11. How do you determine when your results are statistically significant.
Answer: This is a little bit tricky. It's more complicated than many people assume, because they've been exposed to overly simplified rules of thumb.
But stick with me, because I think I can help you get a good handle on it.
Let's take the single variable case first. How do you determine if a simple split test has significant results?
The old rule of thumb was that you wait for the leading option to have 30 actions, and then you choose the winner.
But here's the problem: Suppose headline A has a 30/1000 conversion ratio, and headline B has a 29/1000 conversion ratio. Can you really be sure that Headline A is better? No. In fact, there's probably a 40% chance or so that headline B will prove to be better in the long run.
On the other hand, if headline A has a 20/1000 conversion ratio, and headline B has a 5/1000 conversion ratio, this is extremely signficant, and headline A is almost certainly better than B, even though you haven't had 30 conversions for headline A yet.
In spite of this counterexample, I believe the problem with the 30 sale rule is actually that it invites you to end tests too early on average.

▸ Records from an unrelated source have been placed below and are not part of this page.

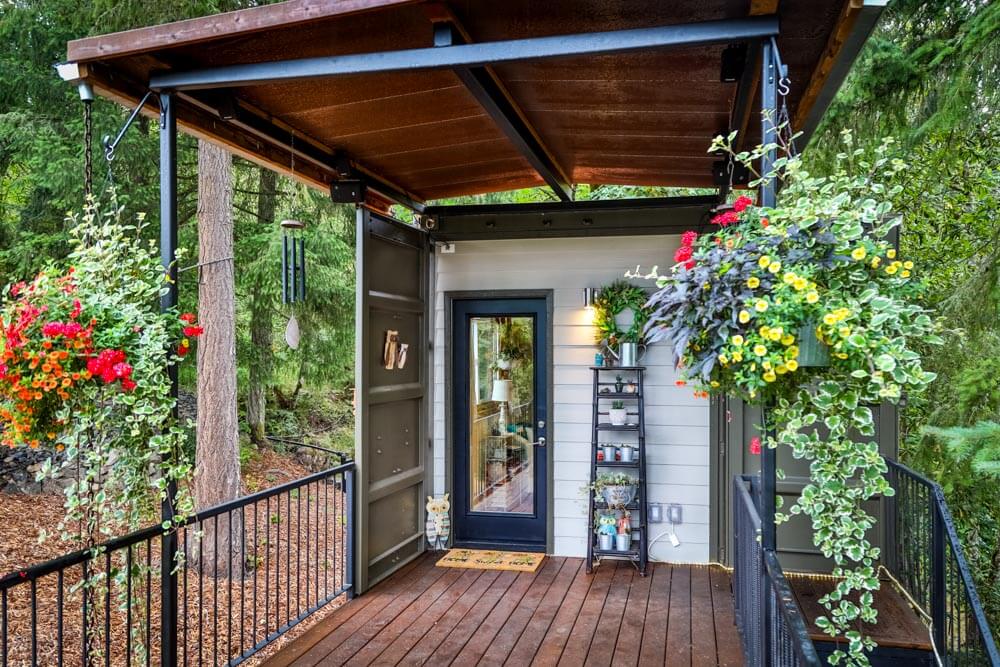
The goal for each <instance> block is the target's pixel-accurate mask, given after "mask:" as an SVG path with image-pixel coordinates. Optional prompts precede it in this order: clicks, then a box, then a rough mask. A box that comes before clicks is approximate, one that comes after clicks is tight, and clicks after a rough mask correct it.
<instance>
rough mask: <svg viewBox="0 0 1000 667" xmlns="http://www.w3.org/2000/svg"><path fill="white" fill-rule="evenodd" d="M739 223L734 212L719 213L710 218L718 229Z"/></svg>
mask: <svg viewBox="0 0 1000 667" xmlns="http://www.w3.org/2000/svg"><path fill="white" fill-rule="evenodd" d="M739 221H740V216H739V215H738V214H737V213H736V211H726V212H725V213H720V214H719V215H717V216H715V217H714V218H712V224H713V225H719V226H720V227H726V226H728V225H731V224H733V223H734V222H739Z"/></svg>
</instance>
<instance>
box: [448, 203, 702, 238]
mask: <svg viewBox="0 0 1000 667" xmlns="http://www.w3.org/2000/svg"><path fill="white" fill-rule="evenodd" d="M702 199H703V201H699V202H689V203H686V204H681V205H673V206H669V207H667V206H663V205H661V206H660V207H628V206H624V207H618V208H612V207H600V208H596V209H591V210H582V211H581V210H574V207H571V206H567V207H564V209H562V210H555V211H550V212H540V211H538V210H525V211H520V212H517V211H507V212H497V213H494V214H484V213H482V212H476V213H474V214H471V215H461V214H458V215H453V214H444V215H436V216H435V217H434V228H433V229H432V230H431V232H430V234H431V238H432V239H433V240H435V241H438V242H446V243H447V242H453V241H471V240H496V239H525V238H572V237H587V236H590V237H594V236H637V235H654V234H681V233H683V232H685V231H687V230H689V229H693V230H701V229H704V228H705V227H706V226H707V225H708V224H709V218H710V217H711V211H712V208H713V207H714V206H715V205H716V203H717V202H716V198H715V197H714V196H713V197H708V198H702ZM602 203H603V202H602ZM614 203H620V202H614Z"/></svg>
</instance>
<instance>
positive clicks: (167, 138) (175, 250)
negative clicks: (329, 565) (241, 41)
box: [160, 93, 178, 667]
mask: <svg viewBox="0 0 1000 667" xmlns="http://www.w3.org/2000/svg"><path fill="white" fill-rule="evenodd" d="M175 103H176V100H175V99H174V97H173V95H171V94H169V93H164V94H161V95H160V261H161V262H162V264H163V271H164V274H165V276H166V277H167V281H166V283H167V285H166V287H167V289H166V290H165V291H164V292H163V295H162V296H161V297H160V310H162V311H164V312H167V311H170V310H173V309H174V308H176V307H177V294H178V290H177V262H176V259H177V115H176V109H175V108H174V105H175ZM167 372H168V374H169V378H170V397H171V398H172V399H173V401H174V408H173V412H174V417H175V418H176V416H177V395H178V379H177V365H176V364H171V365H170V366H169V367H168V369H167ZM166 493H167V497H166V498H165V499H164V500H163V502H162V503H161V504H160V513H161V518H162V520H163V523H164V525H168V524H169V523H170V522H171V521H173V518H174V497H175V496H176V495H177V483H176V482H175V481H173V480H171V481H170V482H169V483H168V484H167V490H166ZM177 548H178V542H177V531H176V530H174V529H172V528H171V529H170V530H169V531H167V532H165V533H163V535H162V536H161V538H160V591H161V602H160V646H161V650H160V664H162V665H166V666H167V667H176V665H177V591H178V581H177V568H176V567H175V566H176V563H175V562H174V559H175V557H176V554H177Z"/></svg>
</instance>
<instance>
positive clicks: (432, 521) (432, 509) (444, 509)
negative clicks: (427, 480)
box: [424, 493, 451, 550]
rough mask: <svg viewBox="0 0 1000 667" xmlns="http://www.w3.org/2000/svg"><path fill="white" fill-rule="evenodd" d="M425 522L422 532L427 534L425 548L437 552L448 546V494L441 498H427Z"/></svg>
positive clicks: (448, 507)
mask: <svg viewBox="0 0 1000 667" xmlns="http://www.w3.org/2000/svg"><path fill="white" fill-rule="evenodd" d="M426 509H427V521H426V523H425V526H424V530H425V532H426V534H427V547H428V548H429V549H433V550H438V549H444V548H446V547H447V546H448V538H450V537H451V517H450V515H449V511H450V510H451V503H450V502H449V501H448V494H447V493H446V494H444V496H442V497H441V498H435V497H434V496H427V508H426Z"/></svg>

That's why the Split Test Accelerator has confidence numbers built in. These numbers are arrived at by doing pairwise comparisons of two creatives, and running a normal approximation to the binomial distribution test on them.
With these numbers you don't have to worry about rules of thumb. You just wait until one option is better than the other with 95% confidence, and then you can consider ending the test. (You should wait until all the options have at least one action, though.)
The image gives results for a multivariate test, but focus on just one of the factors, and you can see how this works in the single variable case.
For instance, you can see that the "headline color" factor is significant, as is the "testimonials" factor. They both come in at over 95%, and this is incdicated with yellow highlighting.
Now, the multi-variate case is a little more complicated.
The main reason it's more complicated is because there are many variables, and they don't all reach the state of significance at the same time.
One factor can show signficant results after 1000 impressions, and another might not show significance until you have 100,000 impressions.
So, what do you do about this?
Here's the multivariate rule of thumb (I'm not against rules of thumb, but some are more useful than others):
DON'T WAIT FOR MORE THAN 1/4 OF YOUR FACTORS TO BECOME SIGNIFICANT.
Typically, if you can get 4-5 factors to be significant in a 20 factor test, you're doing great. In fact, just 2 significant factors, where an alternative version of the factor beats the control, is cause for celebration. You've found two needles in a haystack of ideas, and those two factors might well give you a 50% boost.
Yes, it's the Pareto principle in action again. 90% of your gains will come from 10% of your factors.
And the name of the game is to find those factors quickly, and move on to another test.
So here are the rules for ending a multi-variate test:
- Make sure every ad (in the ad by ad section) has at least one action (this helps insure you against the possiblity that you set the test up wrong)
- Make sure you run your test for at least a week, so you can average out any "day of week" effects.
- THEN, try to get at least 1/10 of the factors to be significant, but don't wait for more than 1/4 of them to be significant.
For instance, in a 20 factor test, you are looking for 2-5 significant factors. In a 10 factor test, you are looking for 1-3, and in a 7 factor test, you are looking for 1-2 significant factors.
- If you have more than 400 actions (not impressions) in the test, and no factors are significant, you should consider locking in the leaders and starting over. You probably won't see much improvement in this case, but you won't see much improvement waiting longer either.
Now, how long should this take?
It depends on how well you designed your test.
The more WILDLY DIFFERENT your options, the faster you should reach signficance.
That's the weird thing. When you hit a home run with a Taguchi test, it happens very quickly. A test that doubles your conversion rate can be over with 100 actions. One that gives you a 20% boost might take 400 actions to determine winners in enough factors.
That's why I advise you to just start over if the test is taking too long. There's no point taking 3 months to find out which headline will give you a 1% boost, when you could try new factors that might give you a 50% boost in two weeks.